A light-hearted presentation by Tommaso Zillio provides a helpful explanation of the theory. I’ve adapted his explanation here.

Here I have arranged the 12 notes of the chromatic scale as a series of dots positioned in a circle. The dots shaded black and grey belong to the key of C major. The dots shaded black are the “stable” notes of the scale. The theory is that when placed in a melody, or simple cadence, notes tend to gravitate towards their adjacent stable notes. In the key of C major, C, E, and G are stable as they belong to the tonic (main) chord of the key. They are the first three overtones of the note middle C (261.63 Hz) as played by a musical instrument. The grey dots on this circle are the “active” notes. They are the notes on the move as if seeking stability.

Here is the same chromatic circle but with the stable (black) and active (grey) notes of the C harmonic minor scale indicated.
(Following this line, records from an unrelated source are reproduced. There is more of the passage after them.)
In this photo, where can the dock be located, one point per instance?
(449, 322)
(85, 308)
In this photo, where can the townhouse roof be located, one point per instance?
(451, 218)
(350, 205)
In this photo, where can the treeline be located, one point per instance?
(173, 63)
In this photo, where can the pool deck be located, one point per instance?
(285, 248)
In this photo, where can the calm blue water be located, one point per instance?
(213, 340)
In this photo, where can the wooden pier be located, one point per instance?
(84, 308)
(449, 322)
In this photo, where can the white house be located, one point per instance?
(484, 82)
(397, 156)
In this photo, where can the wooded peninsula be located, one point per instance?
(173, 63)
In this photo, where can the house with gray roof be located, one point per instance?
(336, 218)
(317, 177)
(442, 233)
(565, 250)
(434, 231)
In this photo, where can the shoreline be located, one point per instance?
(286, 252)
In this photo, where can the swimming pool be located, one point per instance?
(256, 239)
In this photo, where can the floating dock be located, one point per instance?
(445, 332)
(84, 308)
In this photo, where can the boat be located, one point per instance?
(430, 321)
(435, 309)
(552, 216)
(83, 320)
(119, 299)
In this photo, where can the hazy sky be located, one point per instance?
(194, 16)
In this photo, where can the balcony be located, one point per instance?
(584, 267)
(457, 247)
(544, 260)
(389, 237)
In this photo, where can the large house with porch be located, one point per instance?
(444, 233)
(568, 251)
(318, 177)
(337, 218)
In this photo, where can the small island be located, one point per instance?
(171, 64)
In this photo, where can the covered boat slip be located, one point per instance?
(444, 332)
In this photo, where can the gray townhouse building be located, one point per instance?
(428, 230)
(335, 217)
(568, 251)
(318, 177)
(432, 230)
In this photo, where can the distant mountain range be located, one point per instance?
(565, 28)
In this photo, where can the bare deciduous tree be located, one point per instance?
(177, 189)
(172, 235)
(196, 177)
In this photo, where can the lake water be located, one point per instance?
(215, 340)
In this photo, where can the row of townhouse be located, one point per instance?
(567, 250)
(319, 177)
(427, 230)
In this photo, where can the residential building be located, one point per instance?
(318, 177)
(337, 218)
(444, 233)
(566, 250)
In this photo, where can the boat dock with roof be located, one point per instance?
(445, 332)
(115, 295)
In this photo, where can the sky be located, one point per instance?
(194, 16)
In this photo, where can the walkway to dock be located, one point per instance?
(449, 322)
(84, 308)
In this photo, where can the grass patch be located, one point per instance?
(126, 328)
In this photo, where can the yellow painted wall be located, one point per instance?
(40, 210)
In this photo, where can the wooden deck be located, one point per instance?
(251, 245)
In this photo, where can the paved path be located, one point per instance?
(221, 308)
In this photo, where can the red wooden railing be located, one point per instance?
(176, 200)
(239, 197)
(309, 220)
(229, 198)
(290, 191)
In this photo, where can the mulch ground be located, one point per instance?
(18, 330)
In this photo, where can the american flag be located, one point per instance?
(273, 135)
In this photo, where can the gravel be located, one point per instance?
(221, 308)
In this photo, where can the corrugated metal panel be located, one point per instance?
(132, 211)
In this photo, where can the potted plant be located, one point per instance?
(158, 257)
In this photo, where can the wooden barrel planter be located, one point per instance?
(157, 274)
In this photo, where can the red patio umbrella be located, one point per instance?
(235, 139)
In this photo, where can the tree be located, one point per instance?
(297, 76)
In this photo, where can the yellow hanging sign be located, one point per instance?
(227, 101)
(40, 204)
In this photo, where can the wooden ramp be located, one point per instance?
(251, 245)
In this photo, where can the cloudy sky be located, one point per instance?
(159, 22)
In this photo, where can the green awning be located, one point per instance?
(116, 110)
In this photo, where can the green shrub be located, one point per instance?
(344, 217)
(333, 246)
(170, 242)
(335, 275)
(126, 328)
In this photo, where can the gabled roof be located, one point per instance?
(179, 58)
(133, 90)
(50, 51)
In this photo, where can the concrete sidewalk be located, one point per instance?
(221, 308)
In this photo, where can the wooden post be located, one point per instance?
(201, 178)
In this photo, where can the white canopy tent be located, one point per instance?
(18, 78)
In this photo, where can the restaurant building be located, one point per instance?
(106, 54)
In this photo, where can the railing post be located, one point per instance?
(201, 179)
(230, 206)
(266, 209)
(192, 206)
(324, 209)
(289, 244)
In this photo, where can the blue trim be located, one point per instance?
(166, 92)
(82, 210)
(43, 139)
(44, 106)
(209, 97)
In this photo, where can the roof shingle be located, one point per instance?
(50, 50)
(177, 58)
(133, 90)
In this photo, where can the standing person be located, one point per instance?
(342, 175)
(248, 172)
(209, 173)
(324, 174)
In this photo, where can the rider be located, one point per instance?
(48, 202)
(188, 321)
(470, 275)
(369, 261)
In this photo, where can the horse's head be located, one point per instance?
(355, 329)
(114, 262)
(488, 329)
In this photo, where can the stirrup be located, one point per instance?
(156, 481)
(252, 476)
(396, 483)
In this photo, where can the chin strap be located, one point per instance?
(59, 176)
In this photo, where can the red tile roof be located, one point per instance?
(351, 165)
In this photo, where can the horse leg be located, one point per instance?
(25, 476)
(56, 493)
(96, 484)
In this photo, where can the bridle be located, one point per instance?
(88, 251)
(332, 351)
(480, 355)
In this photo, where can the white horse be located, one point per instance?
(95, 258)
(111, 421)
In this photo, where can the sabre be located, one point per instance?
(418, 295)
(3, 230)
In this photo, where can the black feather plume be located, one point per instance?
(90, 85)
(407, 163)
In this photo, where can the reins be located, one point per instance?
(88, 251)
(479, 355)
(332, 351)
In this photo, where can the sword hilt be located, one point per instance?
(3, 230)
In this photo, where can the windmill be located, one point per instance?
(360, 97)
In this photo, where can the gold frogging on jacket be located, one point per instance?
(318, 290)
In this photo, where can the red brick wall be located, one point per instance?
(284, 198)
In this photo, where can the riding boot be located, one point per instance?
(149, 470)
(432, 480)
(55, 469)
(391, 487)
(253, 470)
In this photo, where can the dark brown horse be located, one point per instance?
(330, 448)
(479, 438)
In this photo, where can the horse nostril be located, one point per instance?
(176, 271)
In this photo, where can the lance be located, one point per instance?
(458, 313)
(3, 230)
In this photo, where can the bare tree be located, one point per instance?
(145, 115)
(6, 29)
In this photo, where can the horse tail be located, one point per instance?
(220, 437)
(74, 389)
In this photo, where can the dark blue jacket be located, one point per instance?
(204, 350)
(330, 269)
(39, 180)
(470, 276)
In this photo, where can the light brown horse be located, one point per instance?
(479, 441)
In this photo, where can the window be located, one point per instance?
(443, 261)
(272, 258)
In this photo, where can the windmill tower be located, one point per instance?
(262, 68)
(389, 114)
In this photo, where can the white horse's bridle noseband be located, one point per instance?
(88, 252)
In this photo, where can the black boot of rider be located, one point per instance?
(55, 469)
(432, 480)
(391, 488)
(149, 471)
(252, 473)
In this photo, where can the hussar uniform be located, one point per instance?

The combination of notes from both scales looks like this.

There’s one axis of symmetry in this circle. Here’s the same circle with the axis drawn in. This is the only diameter line on the circle about which there is axial symmetry.  The arrows across the axis indicate how notes can be substituted under negative harmony.

Strangely familiar

According to the theory, as long a melody is within the same major or minor key a composer can vary the melody by swapping some or all of the notes across this axial line. As long as the musician keeps to the same rhythm and dynamics of the original melody, the new variation will preserve the familiar tensions and resolutions of the original.

Here’s the opening phrase of Beethoven’s 5th Symphony (in C major for simplicity).

G G G E F F F D

Applying the substitutions indicated on the combined chromatic circle above, the negative harmony version is

C C C E♭ D D D F

Here’s a mesmerising version of the entire movement created by Luke Craig.

There are many example online of this kind of melody substitution (search “negative harmony covers” on Youtube) for classical and popular music standards, though the application of the substitution requires more explanation in the case of modulations between keys, melodic minor, other modes, and chords.

Bibliography

Note

  • As a further connection with cryptography … the opening rhythm of Beethoven’s 5th is the letter “V” in Morse Code, a happy coincidence taken up by the Allies after WWII.